Призрак шведского короля являлся в те месяцы обеим сторонам. Известнее всего намек генерала Балашова, посланного к Наполеону в самом начале войны, и на вопрос о дороге на Москву ответившего: «Карл XII шел через Полтаву» (правда, ни Сегюр, ни Коленкур эту патриотическую остроту не записали). Опубликованная в Москве 1 июля первая «афишка» Ростопчина была тоже про шведского завоевателя мира: на лубочной картинке «бывший ратник московский мещанин Карнюшка Чихирин», выйдя из питейного дома и услышав, что Бонапарт хочет идти на Москву, насмехается: «Карл-то шведский пожилистей тебя был да и чистой царской крови, да уходился под Полтавой, ушел без возврату».

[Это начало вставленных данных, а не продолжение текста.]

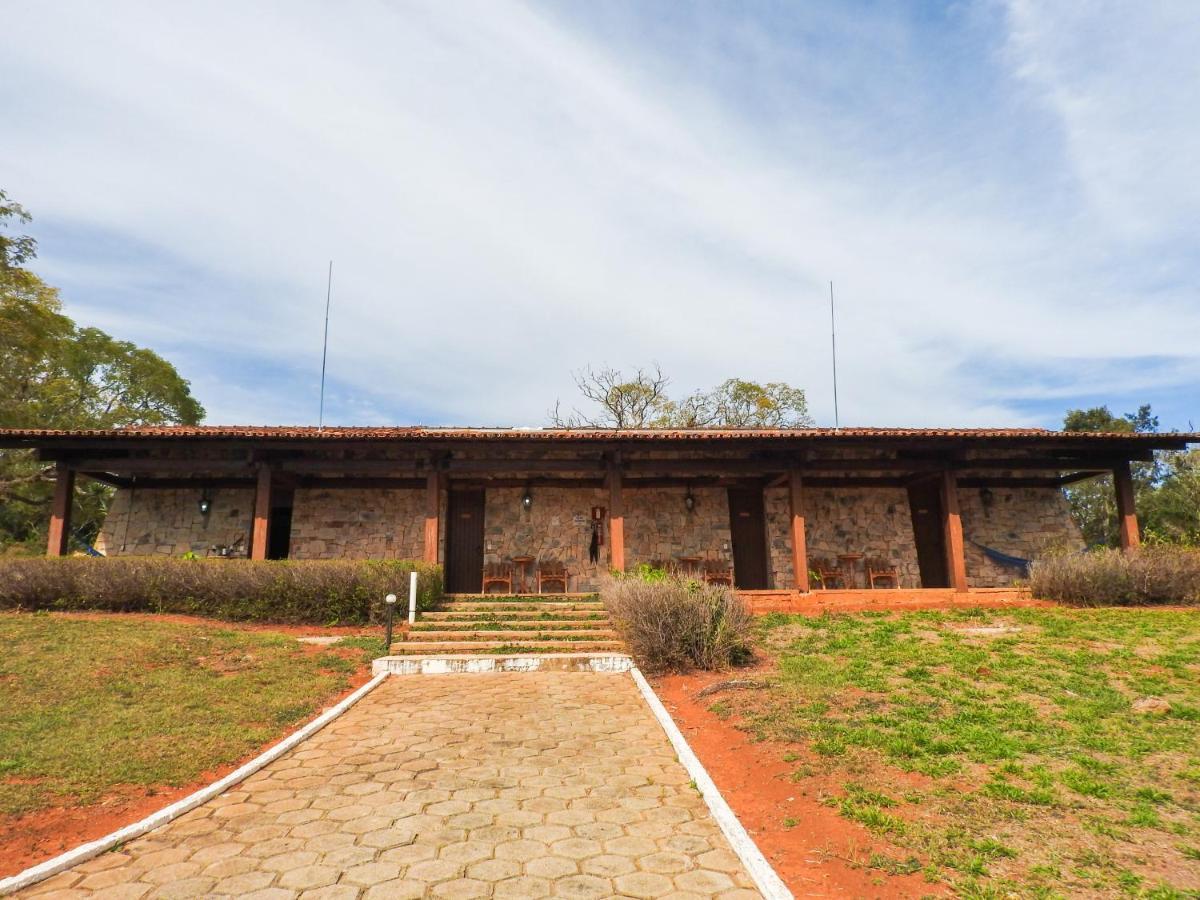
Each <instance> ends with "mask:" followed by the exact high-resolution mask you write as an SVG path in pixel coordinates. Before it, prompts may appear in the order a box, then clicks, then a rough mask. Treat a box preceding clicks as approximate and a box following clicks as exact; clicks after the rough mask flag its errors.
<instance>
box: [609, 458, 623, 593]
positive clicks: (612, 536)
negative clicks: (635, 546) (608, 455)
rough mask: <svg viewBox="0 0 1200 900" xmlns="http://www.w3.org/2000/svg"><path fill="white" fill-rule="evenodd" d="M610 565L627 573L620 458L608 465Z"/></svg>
mask: <svg viewBox="0 0 1200 900" xmlns="http://www.w3.org/2000/svg"><path fill="white" fill-rule="evenodd" d="M608 545H610V546H608V564H610V565H611V566H612V568H613V569H616V570H617V571H618V572H623V571H625V505H624V500H623V499H622V496H620V457H619V456H616V455H614V456H613V460H612V462H610V463H608Z"/></svg>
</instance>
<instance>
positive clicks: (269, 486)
mask: <svg viewBox="0 0 1200 900" xmlns="http://www.w3.org/2000/svg"><path fill="white" fill-rule="evenodd" d="M270 527H271V467H270V466H268V464H265V463H263V464H260V466H259V467H258V486H257V487H256V488H254V526H253V529H252V532H251V536H250V558H251V559H266V535H268V532H269V530H270Z"/></svg>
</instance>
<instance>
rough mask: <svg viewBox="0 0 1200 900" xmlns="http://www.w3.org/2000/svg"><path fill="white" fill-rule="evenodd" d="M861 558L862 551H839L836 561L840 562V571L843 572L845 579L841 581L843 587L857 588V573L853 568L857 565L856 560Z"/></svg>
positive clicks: (862, 556) (862, 557) (842, 572)
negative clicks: (856, 551)
mask: <svg viewBox="0 0 1200 900" xmlns="http://www.w3.org/2000/svg"><path fill="white" fill-rule="evenodd" d="M862 558H863V554H862V553H839V554H838V562H839V563H841V566H840V568H841V571H842V574H845V576H846V580H845V582H842V586H844V587H847V588H857V587H858V575H857V572H856V571H854V569H856V568H857V566H858V560H860V559H862Z"/></svg>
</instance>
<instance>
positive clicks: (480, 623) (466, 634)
mask: <svg viewBox="0 0 1200 900" xmlns="http://www.w3.org/2000/svg"><path fill="white" fill-rule="evenodd" d="M623 652H624V644H623V643H622V642H620V640H619V638H618V636H617V632H616V631H614V630H613V629H612V623H611V622H610V620H608V613H607V612H606V611H605V608H604V605H602V604H601V602H600V600H599V599H598V598H596V596H595V595H594V594H487V595H484V596H452V598H450V599H448V600H446V601H444V602H443V604H442V605H440V606H439V607H438V610H437V611H434V612H426V613H421V616H420V618H419V619H418V622H416V624H414V625H412V626H410V628H409V629H408V630H407V631H404V632H402V635H401V640H400V641H396V642H395V643H392V646H391V653H392V655H395V656H412V655H422V656H434V655H436V656H442V655H463V654H468V655H472V654H491V655H521V656H526V655H530V654H563V653H589V654H598V653H623Z"/></svg>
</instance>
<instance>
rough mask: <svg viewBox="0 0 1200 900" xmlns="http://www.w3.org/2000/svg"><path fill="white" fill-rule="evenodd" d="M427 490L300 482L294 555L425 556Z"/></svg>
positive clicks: (292, 516)
mask: <svg viewBox="0 0 1200 900" xmlns="http://www.w3.org/2000/svg"><path fill="white" fill-rule="evenodd" d="M424 554H425V492H424V491H412V490H408V491H383V490H378V488H376V490H372V488H344V487H342V488H328V487H319V488H300V490H298V491H296V492H295V499H294V506H293V511H292V545H290V550H289V556H292V557H293V558H295V559H420V558H421V557H422V556H424Z"/></svg>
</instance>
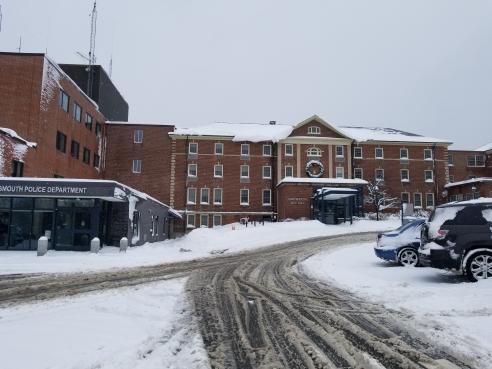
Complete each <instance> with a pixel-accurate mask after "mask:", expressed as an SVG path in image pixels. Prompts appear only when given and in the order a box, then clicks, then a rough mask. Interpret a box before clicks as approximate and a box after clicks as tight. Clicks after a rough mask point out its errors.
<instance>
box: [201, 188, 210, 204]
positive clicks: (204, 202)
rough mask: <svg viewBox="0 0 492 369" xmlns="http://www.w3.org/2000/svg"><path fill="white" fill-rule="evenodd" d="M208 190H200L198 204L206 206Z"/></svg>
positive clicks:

Пруссак Генрих Брандт, 23-летним офицером Висленского легиона вошедший в Россию, писал, что его однополчане-поляки то и дело поминали Карла XII в своих разговорах: «Не проходило и дня, чтобы в наших кружках не говорили о Карле XII и не подсмеивались над сочинением Вольтера. Многие польские офицеры, основательно изучившие поход Карла XII, знали, по семейным преданиям, малейшие его подробности. Все те литовские имена, которые собрались некогда вокруг шведского короля, и теперь имели своих представителей в наполеоновской армии. Радзивилы, Завиши, Сапоги, Тизенгаузы, Ходзьки, Тышкевичи, Оскерки, Одынцы, Корсаки занимали, все без исключения, высшие или низшие должности в этой армии». (Брандт не упоминает еще Понятовского – один из предков Юзефа Понятовского был в шведской армии полковником и под Полтавой, при начавшемся уже бегстве, собрал вокруг короля 500 человек и с этим отрядом спас Карла XII от плена).